Marcel Fratzscher: What is your favourite place on earth?
Richard Tol: Wherever the wife and kids are, but I would like them to be in County Clare, Ireland.
MF: Outside of economics, what occupation would you choose if you could be absolutely anything?
RT: I'd grow fruit.
MF: What is the virtue you appreciate the most?
RT: Intelligence (it's not a virtue, I know)
MF: Your all-time favourite figure in economics?
RT: Tom Schelling
MF: Your #1 economics blog?
RT: What's a blog?
MF: Your ideal student?
RT: The ideal student is the one who teaches me.
MF: What should be done to address gender bias in research in economics?
RT: That is a hard one. We're only just beginning to understand the extent of sexism in economics. As a start, we all need to examine our own biases. It would help if some people would retire.

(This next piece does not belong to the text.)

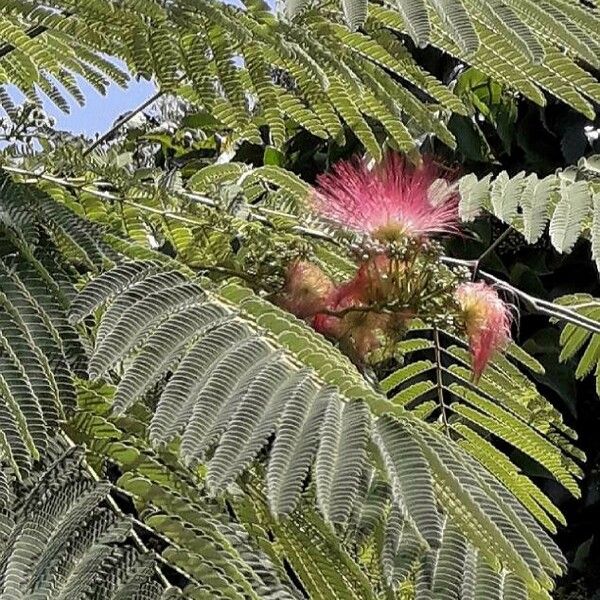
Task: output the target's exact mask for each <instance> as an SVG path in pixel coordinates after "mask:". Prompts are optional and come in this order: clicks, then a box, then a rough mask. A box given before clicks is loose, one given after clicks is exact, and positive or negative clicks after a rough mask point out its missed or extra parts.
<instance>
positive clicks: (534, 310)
mask: <svg viewBox="0 0 600 600" xmlns="http://www.w3.org/2000/svg"><path fill="white" fill-rule="evenodd" d="M441 260H442V262H443V263H446V264H449V265H459V266H462V267H467V268H468V269H475V268H476V267H477V262H478V261H477V260H464V259H461V258H452V257H450V256H442V258H441ZM478 276H479V277H481V279H485V280H486V281H489V282H491V283H493V284H494V285H495V286H496V287H498V288H500V289H503V290H505V291H507V292H509V293H510V294H512V295H513V296H515V297H517V298H519V299H520V300H522V301H523V303H524V304H525V305H526V306H528V307H529V308H530V309H532V310H533V311H534V312H537V313H539V314H541V315H546V316H549V317H552V318H554V319H558V320H559V321H563V322H565V323H571V324H573V325H577V326H578V327H582V328H583V329H586V330H587V331H590V332H592V333H600V323H599V322H598V321H595V320H594V319H590V318H588V317H586V316H584V315H580V314H579V313H577V312H576V311H574V310H571V309H570V308H567V307H565V306H561V305H560V304H554V303H553V302H549V301H548V300H542V299H541V298H537V297H536V296H532V295H531V294H528V293H527V292H524V291H522V290H520V289H518V288H516V287H514V286H512V285H511V284H510V283H507V282H506V281H504V280H502V279H500V278H499V277H495V276H494V275H491V274H490V273H486V272H485V271H478Z"/></svg>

Some argue for role models, but I think that poses an unfair burden on the few candidates. It will take a while, but we should remove all that holds women back, from aggression in seminars and harassment at conferences, to delays in review and different treatment in hiring and promotion.

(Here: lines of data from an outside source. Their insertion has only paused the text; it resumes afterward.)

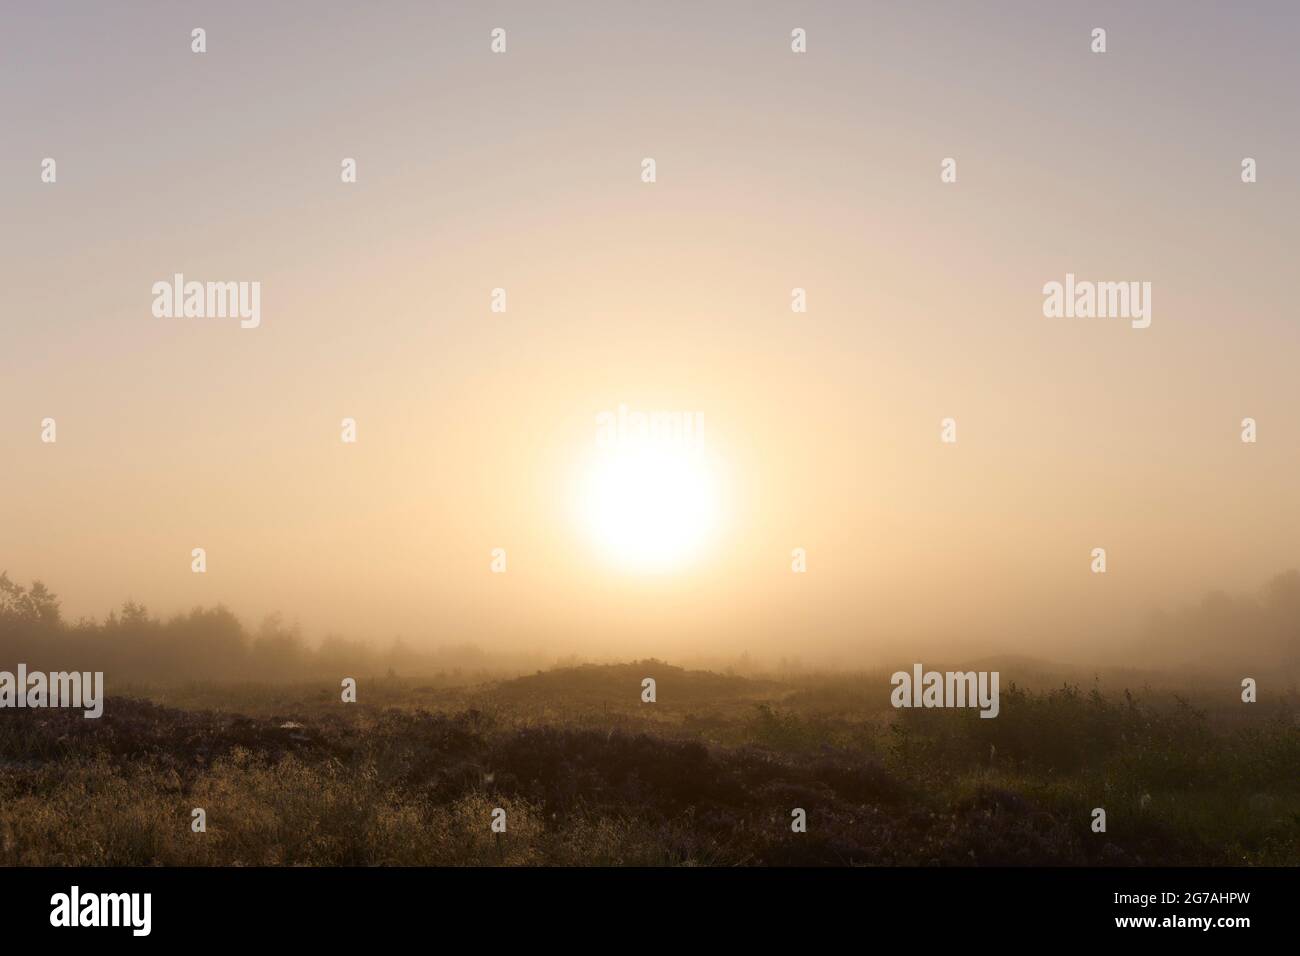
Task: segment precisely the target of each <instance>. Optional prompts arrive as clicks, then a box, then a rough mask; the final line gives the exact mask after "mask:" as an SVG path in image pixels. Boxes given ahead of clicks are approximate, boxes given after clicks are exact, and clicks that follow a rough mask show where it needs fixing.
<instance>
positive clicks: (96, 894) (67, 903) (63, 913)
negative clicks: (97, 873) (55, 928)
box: [49, 886, 153, 936]
mask: <svg viewBox="0 0 1300 956" xmlns="http://www.w3.org/2000/svg"><path fill="white" fill-rule="evenodd" d="M49 905H51V907H52V909H51V910H49V925H51V926H130V927H131V935H135V936H147V935H149V929H151V927H152V922H153V920H152V910H153V895H152V894H85V895H83V894H82V892H81V887H78V886H74V887H73V888H72V892H66V894H55V895H53V896H51V897H49Z"/></svg>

MF: What is the most misguided research agenda in economics?
RT: I really do not understand macroeconomics. All they seem to do is construct models that have a superficial resemblance to some observations. They seem to have forgotten that John von Neumann could make an elephant wriggle its trunk with five parameters.

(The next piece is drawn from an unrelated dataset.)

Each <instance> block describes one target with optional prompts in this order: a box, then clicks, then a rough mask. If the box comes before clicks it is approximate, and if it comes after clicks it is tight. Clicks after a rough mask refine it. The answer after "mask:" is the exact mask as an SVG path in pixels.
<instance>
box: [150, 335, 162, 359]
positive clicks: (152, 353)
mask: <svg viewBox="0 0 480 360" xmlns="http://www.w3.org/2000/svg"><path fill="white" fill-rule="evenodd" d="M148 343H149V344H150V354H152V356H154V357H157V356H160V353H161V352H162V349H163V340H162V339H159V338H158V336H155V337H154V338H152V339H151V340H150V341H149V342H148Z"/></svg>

MF: What is the most promising current research field or issue in economics?
RT: I am most impressed with the rapidly expanding availability of historical and pre-historical data. This is not just interesting in its own right, but it also exposes blind spots in our understanding of the institutional and technical context in which economics happens.
MF: Where does economic research have the most influence on policy-making?
RT: Monetary policy is by and large outsourced to economists.
MF: On what issues should policy listen more to economists?
RT: Climate policy is at odds with economic research in almost every respect, from target setting to instrument choice. Anne Krueger should have shared Bill Nordhaus' Nobel. Climate policy is first and foremost about snouts at the trough.
MF: What is your career advice to a young economics researcher?
RT: Be yourself. There are more than enough plastic phonies already.